In silico tools are vital to synthetic biology. They enable researchers to design, model, optimize, and analyze systems in a rapid and cost-effective manner, and meduCA is no exception. The intersection of Bioinformatics and Modelling laid the foundation for our carbonic anhydrase selection process before we ever needed to pick up a pipette, while firmware enabled custom-built hardware to optimize our culture conditions. The groundwork for our software stack was laid by dagger, a package for intelligently parallelizing processes based on the flow of data. Then, building off this foundation, we designed miso, a framework for creating intuitive user interfaces to control hardware, and maestro, a novel workflow executor focused on making bioinformatics more accessible and reliable. While miso drives our hardware, and maestro powers our computational analyses, both frameworks were built with future iGEM teams in mind: extensible, open-source, and ready to accelerate the next generation of synthetic biology research.
Inclusivity Award
Our labs are not only places of discovery, they are also workplaces and livelihoods. But lab work can put real strain on the body, with musculoskeletal (MSK) disorders affecting anyone. Preventing these injuries is not just about safety; it is about making academia more inclusive and sustainable for all.
To address this, our team pursued an Inclusive Design Project where we developed an inclusive lab tool, specifically for a user experiencing MSK strain.

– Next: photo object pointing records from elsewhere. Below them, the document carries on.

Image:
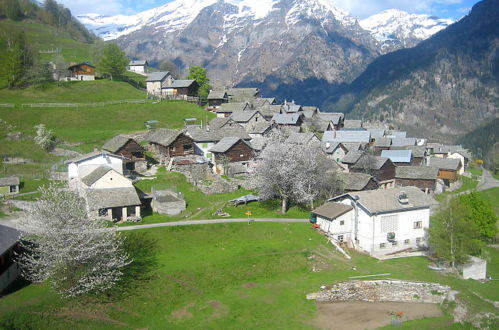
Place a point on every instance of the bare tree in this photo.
(62, 245)
(292, 172)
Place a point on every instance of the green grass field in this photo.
(226, 276)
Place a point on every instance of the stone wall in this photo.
(383, 290)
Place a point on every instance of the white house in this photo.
(138, 66)
(378, 222)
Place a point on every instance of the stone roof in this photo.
(387, 200)
(302, 138)
(416, 172)
(8, 237)
(225, 144)
(382, 142)
(111, 197)
(138, 62)
(181, 83)
(451, 164)
(286, 119)
(243, 116)
(163, 136)
(116, 143)
(214, 135)
(92, 155)
(217, 95)
(352, 123)
(346, 136)
(95, 175)
(332, 210)
(232, 107)
(398, 156)
(9, 181)
(260, 127)
(403, 141)
(157, 76)
(352, 157)
(355, 181)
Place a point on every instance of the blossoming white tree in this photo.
(61, 244)
(293, 172)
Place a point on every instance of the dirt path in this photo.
(361, 315)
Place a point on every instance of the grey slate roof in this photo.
(95, 175)
(355, 181)
(286, 119)
(138, 62)
(243, 116)
(111, 197)
(346, 136)
(398, 156)
(352, 157)
(217, 95)
(302, 138)
(260, 127)
(181, 83)
(157, 76)
(451, 164)
(382, 142)
(8, 237)
(403, 141)
(352, 123)
(416, 172)
(203, 135)
(225, 144)
(332, 210)
(116, 143)
(9, 181)
(163, 136)
(232, 107)
(91, 155)
(387, 200)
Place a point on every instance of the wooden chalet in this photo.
(128, 148)
(169, 143)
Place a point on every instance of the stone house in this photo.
(140, 67)
(132, 152)
(378, 222)
(9, 269)
(229, 150)
(9, 185)
(169, 143)
(422, 177)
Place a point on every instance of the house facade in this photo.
(379, 222)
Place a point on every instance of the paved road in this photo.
(487, 181)
(209, 222)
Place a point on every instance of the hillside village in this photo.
(178, 174)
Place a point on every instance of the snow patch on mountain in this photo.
(396, 25)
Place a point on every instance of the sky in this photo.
(453, 9)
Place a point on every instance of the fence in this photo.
(77, 105)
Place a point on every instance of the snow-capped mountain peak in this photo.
(395, 28)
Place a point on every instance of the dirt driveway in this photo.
(353, 315)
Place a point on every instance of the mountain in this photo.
(292, 49)
(446, 85)
(395, 29)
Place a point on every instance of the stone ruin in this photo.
(383, 291)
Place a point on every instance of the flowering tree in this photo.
(61, 244)
(293, 172)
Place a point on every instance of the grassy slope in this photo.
(229, 276)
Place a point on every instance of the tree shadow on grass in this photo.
(142, 249)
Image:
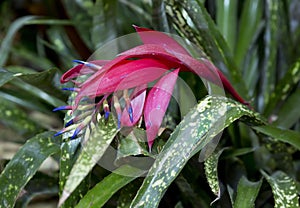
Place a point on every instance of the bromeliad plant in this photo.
(159, 58)
(117, 107)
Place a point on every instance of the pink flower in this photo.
(126, 79)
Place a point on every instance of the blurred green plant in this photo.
(256, 163)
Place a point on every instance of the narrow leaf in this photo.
(109, 186)
(287, 136)
(246, 193)
(93, 149)
(198, 128)
(211, 173)
(284, 87)
(289, 112)
(24, 165)
(284, 189)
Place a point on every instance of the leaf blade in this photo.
(24, 165)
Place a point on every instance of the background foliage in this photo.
(257, 161)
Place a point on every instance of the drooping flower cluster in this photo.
(125, 79)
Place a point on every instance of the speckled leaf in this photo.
(40, 185)
(287, 136)
(22, 125)
(196, 130)
(109, 186)
(24, 165)
(134, 144)
(284, 189)
(247, 192)
(127, 194)
(211, 173)
(69, 154)
(270, 47)
(93, 149)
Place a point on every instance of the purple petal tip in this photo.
(62, 108)
(130, 112)
(75, 134)
(58, 133)
(69, 123)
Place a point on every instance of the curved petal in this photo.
(80, 69)
(156, 104)
(202, 67)
(137, 104)
(155, 37)
(124, 76)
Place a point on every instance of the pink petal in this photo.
(122, 76)
(137, 104)
(155, 37)
(156, 104)
(203, 67)
(79, 70)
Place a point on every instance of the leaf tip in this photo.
(64, 196)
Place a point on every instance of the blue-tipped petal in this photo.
(79, 61)
(88, 64)
(119, 120)
(69, 123)
(76, 132)
(106, 115)
(65, 107)
(130, 112)
(73, 89)
(59, 133)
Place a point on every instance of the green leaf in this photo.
(8, 39)
(40, 185)
(287, 136)
(196, 200)
(132, 145)
(93, 149)
(5, 77)
(109, 186)
(24, 165)
(70, 151)
(284, 189)
(211, 173)
(270, 49)
(226, 18)
(127, 194)
(196, 130)
(17, 119)
(248, 28)
(283, 88)
(192, 21)
(247, 192)
(45, 81)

Our process involved working closely with our stakeholder for various feedback cycles, measurement collections, and user requests. By focusing on one individual, we avoided generalization bias and ensured that feedback guided every stage of the design. We educated ourselves through the literature, created baseline designs and weighted decision matrices, and then applied iterative design-build-test-learn cycles throughout the season.
Through sketches, CAD models, clay prototypes, and expert input from various integrated Human Practices contacts, we developed a minimally viable, 3D-printed tool.
By making our process available on our wiki and our CAD files open-source, we demonstrate a framework for inclusive design projects that can be used to inspire future iGEM teams: start with one person, learn deeply from their experience, and build outward to serve a wider, more diverse community.
Overall, the UBC Vancouver team has worked hard this season to reach every competition deliverable and hope that this page helps guide you through meduCA’s iGEM journey.